15. The system of any preceding claim, wherein the backflow feature enables closure of the safety valve within a selected time limit when the wellbore formation fluid pump is operated below the selected threshold rate.

16. The system of any preceding claim, wherein the hydraulic fluid pump comprises a pressure relief valve operable to maintain a maximum pressure output of the hydraulic pump when the wellbore formation fluid pump is operated above a selected threshold speed.

17. A method for operating a downhole safety valve, comprising:

operating a hydraulic fluid pump using energy from operation of a wellbore formation fluid pump, the hydraulic fluid pump having a backflow feature such that pressure on an outlet of the hydraulic fluid pump is returned to an intake side of the hydraulic fluid pump at a predetermined rate;

operating a hydraulically operated wellbore device using pressure from the operating hydraulic fluid pump at at least a threshold rate; and

automatically stopping operation of the hydraulically operated wellbore device when the hydraulic fluid pump is operated below the threshold rate such that the backflow feature reduces hydraulic pressure below an amount required to operate the hydraulically operated wellbore device.

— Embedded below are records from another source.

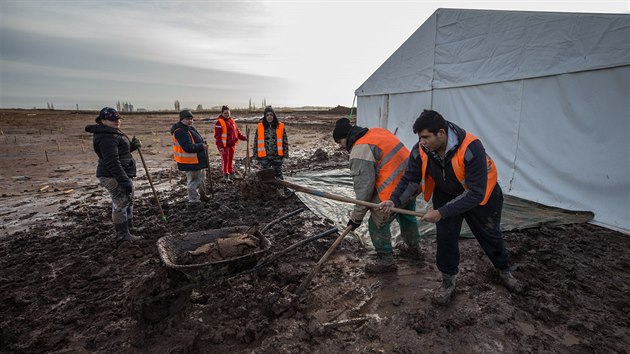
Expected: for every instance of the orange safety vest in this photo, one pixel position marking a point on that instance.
(457, 161)
(262, 152)
(224, 131)
(182, 156)
(391, 166)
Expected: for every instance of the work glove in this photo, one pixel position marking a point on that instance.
(127, 186)
(135, 142)
(353, 224)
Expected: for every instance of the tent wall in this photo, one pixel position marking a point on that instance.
(561, 140)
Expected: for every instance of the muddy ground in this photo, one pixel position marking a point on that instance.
(67, 286)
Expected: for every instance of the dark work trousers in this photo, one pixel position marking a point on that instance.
(484, 222)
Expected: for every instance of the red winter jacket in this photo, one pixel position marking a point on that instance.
(233, 134)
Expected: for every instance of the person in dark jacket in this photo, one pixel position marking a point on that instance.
(116, 168)
(191, 154)
(271, 145)
(451, 166)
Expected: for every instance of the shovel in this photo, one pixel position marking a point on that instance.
(157, 200)
(332, 248)
(268, 176)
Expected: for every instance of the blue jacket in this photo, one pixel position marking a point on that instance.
(442, 173)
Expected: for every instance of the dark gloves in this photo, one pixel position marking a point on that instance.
(127, 186)
(136, 143)
(353, 224)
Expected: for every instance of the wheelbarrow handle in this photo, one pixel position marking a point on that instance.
(266, 261)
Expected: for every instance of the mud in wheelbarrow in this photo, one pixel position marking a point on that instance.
(175, 248)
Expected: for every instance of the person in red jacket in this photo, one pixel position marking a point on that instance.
(227, 135)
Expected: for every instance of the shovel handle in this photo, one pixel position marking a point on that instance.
(345, 199)
(332, 248)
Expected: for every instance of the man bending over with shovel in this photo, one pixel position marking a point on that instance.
(377, 162)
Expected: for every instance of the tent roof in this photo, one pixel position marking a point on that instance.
(457, 47)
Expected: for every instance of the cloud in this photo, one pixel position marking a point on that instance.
(111, 58)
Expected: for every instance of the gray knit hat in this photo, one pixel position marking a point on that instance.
(185, 114)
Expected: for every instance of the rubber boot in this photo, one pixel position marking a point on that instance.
(123, 234)
(384, 264)
(508, 280)
(411, 252)
(443, 294)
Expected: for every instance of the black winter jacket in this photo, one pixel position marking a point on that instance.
(183, 138)
(445, 180)
(114, 153)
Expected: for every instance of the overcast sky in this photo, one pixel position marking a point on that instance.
(151, 53)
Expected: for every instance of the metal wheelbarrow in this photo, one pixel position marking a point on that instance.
(172, 249)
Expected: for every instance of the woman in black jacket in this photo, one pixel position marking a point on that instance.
(116, 168)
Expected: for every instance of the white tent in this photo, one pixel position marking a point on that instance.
(547, 93)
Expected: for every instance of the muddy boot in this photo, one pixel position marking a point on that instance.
(443, 294)
(411, 252)
(122, 233)
(508, 280)
(384, 264)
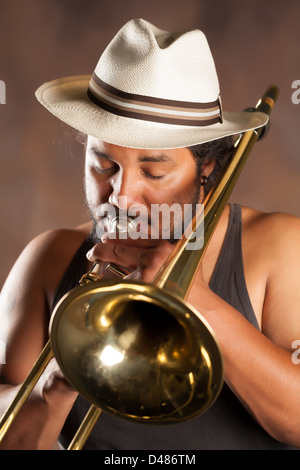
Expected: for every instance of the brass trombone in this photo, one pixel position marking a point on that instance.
(137, 350)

18. The method of claim 17, wherein the hydraulically operated wellbore device comprises a downhole safety valve.

19. The method of claim 18, wherein the downhole safety valve comprises an actuator operable to open and close the downhole safety valve comprises a piston having a biasing device to close the downhole safety valve when hydraulic pressure on a side of the actuator used to open the safety valve falls below a selected threshold.

20. The method of any one of claims 17 to 19, further comprising compensating a pressure in a hydraulic fluid system connected to the hydraulic fluid pump for ambient wellbore fluid pressure.

21. The method of any one of claims 17 to 20, wherein the backflow feature enables closure of the safety valve within a selected time limit when the wellbore formation fluid pump is operated below the selected threshold rate.

22. The method of any one of claims 17 to 21 , wherein the energy from operation of the wellbore fluid pump comprises rotational energy used to rotate the wellbore fluid pump coupled to a rotating energy input of the hydraulic fluid pump.